Claude Cowork(クロードコワーク)とは、Anthropic(アンソロピック)が2026年1月に発表した、非エンジニア向けの汎用AIエージェント機能です。Claudeのデスクトップアプリ(現在はWeb・モバイルにも拡張)上で動き、指定したフォルダのファイルを読み書きしながら、資料作成・データ整理・調査といった事務作業を、計画の提示から実行・成果物の作成まで自律的に進めます。

名前の似た「Claude Code」(開発者向けのAIコーディングエージェント)と混同されやすいのですが、両者は対象業務もインターフェースも異なる別の製品です。発表時にTechCrunchが「コードなしのClaude Code」と紹介したとおり、Coworkは、開発者の間で実証されたエージェント技術を、コードを書かない人の日常業務向けに作り直したものです。この出自を押さえると、次の3つの誤解がほどけます。

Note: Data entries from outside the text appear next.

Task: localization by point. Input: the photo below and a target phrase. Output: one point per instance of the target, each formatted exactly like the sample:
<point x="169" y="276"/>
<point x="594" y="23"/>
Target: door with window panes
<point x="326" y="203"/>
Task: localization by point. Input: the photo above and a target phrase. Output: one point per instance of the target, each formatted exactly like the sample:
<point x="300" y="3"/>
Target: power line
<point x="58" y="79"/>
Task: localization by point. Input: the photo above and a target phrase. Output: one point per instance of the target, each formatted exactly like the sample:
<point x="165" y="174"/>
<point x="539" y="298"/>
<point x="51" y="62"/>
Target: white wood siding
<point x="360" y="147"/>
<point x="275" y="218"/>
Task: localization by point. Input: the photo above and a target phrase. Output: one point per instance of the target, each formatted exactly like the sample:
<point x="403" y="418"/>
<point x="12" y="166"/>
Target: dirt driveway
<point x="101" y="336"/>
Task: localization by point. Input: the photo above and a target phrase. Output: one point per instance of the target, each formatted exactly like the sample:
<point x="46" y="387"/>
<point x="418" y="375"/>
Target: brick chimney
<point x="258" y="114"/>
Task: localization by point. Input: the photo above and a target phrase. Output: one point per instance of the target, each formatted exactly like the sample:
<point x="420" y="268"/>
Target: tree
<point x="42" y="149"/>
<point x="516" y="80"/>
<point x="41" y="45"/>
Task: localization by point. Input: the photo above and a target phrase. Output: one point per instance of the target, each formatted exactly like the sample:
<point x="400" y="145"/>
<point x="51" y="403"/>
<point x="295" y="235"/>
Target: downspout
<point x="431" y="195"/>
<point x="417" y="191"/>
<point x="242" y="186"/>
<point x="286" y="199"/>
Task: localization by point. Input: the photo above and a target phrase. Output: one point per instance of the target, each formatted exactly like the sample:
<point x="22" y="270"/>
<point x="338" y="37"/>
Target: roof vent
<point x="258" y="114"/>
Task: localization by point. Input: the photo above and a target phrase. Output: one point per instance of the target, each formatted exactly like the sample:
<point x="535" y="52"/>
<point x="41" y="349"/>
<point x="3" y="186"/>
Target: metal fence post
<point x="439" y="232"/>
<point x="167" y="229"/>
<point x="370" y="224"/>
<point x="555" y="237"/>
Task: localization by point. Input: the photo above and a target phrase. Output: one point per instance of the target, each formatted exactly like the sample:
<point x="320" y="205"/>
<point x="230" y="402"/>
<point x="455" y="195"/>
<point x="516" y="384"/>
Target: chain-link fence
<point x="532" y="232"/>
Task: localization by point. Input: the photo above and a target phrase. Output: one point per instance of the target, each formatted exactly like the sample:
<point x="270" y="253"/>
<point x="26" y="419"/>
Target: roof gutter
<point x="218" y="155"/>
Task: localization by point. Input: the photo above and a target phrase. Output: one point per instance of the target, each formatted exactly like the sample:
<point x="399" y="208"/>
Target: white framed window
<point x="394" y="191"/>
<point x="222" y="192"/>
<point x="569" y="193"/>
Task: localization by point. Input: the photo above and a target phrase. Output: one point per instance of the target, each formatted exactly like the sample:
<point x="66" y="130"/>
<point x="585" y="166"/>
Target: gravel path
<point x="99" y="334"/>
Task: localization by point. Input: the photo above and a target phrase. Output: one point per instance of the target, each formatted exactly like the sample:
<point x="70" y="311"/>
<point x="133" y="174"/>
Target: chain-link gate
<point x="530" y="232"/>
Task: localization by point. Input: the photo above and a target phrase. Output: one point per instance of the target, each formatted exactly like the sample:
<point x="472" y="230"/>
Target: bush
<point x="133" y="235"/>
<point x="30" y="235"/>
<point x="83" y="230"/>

一言でいうと:Claude Coworkとは、チャット画面の外に出て、あなたのフォルダやアプリの中で実際に手を動かすAIです。指示を出すと作業計画を示し、承認を得てから、ファイルの作成・整理・編集までをやり切ります。

Claude Coworkをめぐる3つの誤解

  1. 「Claude Codeの簡易版・おまけ」ではありません。Anthropicの利用実態分析では、Cowork利用の90%超がソフトウェア開発以外(業務プロセス・コンテンツ制作が上位)と報告されており、非開発の知識労働こそが主戦場です。
  2. 「チャット版Claudeと同じ、答えるAI」ではありません。回答を画面の中に返すのではなく、WordやExcel、PDFといった実ファイルを成果物として仕上げる「実行するAI」です。
  3. 「エンジニア専用」ではありません。日本語の指示だけで動く設計で、プログラミング知識を前提にしません。ただし利用は有料プラン限定で、権限設計とレビューの運用は必要です。

執筆: PolarisX 編集部(AI活用の実務者チーム)。AI社員「Polaris AI」の開発と、自社のAI社員組織(3部門・約20のAIエージェント)をClaude Code上で運用するメンバーが執筆しています。

Claude Coworkとは — 「答えるAI」から「実行するAI」への転換

Claude Coworkとは、Anthropicが提供する、知識労働向けのAIエージェント機能です。公式製品ページは、ファイルの整理・文書やスプレッドシートの作成・複数資料の横断調査といった「実務のタスクを丸ごと任せる」ための機能として案内しています。使い方の骨格はシンプルで、(1)Coworkに作業してよいフォルダを指定し、(2)日本語で仕事を依頼すると、(3)Claudeが作業計画を提示し、(4)承認後に計画を実行して成果物のファイルを残します。「質問に答える」のではなく「仕事を終わらせる」ことがゴールに置かれている点が、従来のチャット型AIとの決定的な違いです。この「答えるAIから実行するAIへ」という転換は、AIエージェントという言葉の実像をつかむうえでも分かりやすい実例になっています。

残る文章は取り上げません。